As a kind of replenishing Chinese medicine, polygoni multiflori radix praeparata (PMP) had high application value in clinic. However, with the increase of clinical applications, more and more hepatotoxicity reports have been reported which had shown has a dose-time-toxicity dependent correlation of PMP hepatotoxicity. Therefore, it was particularly important to investigate the safe and effective dose of PMP in clinical drug administration. At the same time, reliable and sensitive biomarkers were used to characterize phenotypic biochemical disturbances in the body, thereby reflecting the hepatotoxicity mechanism caused by PMP, and providing a basis for clinical drug safety. 10, 20, and 40 g·kg−1 doses PMP were intragastricly administered to rats respectively for consecutive 28 days. serum and liver tissue were collected to measure biochemical markers using blood biochemical analyzers and observe the histopathological examination. Serum metabonomics studies were performed by UPLC-Q-TOF-MS to reveal the dose-dependent biochemical disturbances caused by PMP. Compared with the blank group, the results of biochemical analysis showed that the indicators were significantly changed in the medium dose and high dose groups. however, there was no significant difference in the low dose group. A total of 12 characteristic metabolites were obtained through metabolomic analysis.
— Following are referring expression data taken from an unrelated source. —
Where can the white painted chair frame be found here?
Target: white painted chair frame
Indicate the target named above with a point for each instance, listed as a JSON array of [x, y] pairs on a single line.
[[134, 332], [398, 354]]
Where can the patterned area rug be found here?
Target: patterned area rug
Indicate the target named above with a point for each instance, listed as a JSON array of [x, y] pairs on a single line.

The topological analysis involved 7 metabolic pathways, resulting in significant disturbance in amino acid metabolism, energy metabolism, and bile acid metabolism. Through comprehensive histopathological examination and biochemical analysis, we concluded that the dose of 20 g·kg−1 and 40 g·kg−1 PMP water extracts lead to liver damage after taking over four weeks, and the toxicity was enhanced as the dose increased. The identification method was used to characterize the disorder of hepatic metabolism induced by PMP in a dose-dependent manner. The experimental results provided the basis for the further study of the different doses of hepatotoxicity of PMP, and also provided a warning to the clinical dosage of PMP for a long time.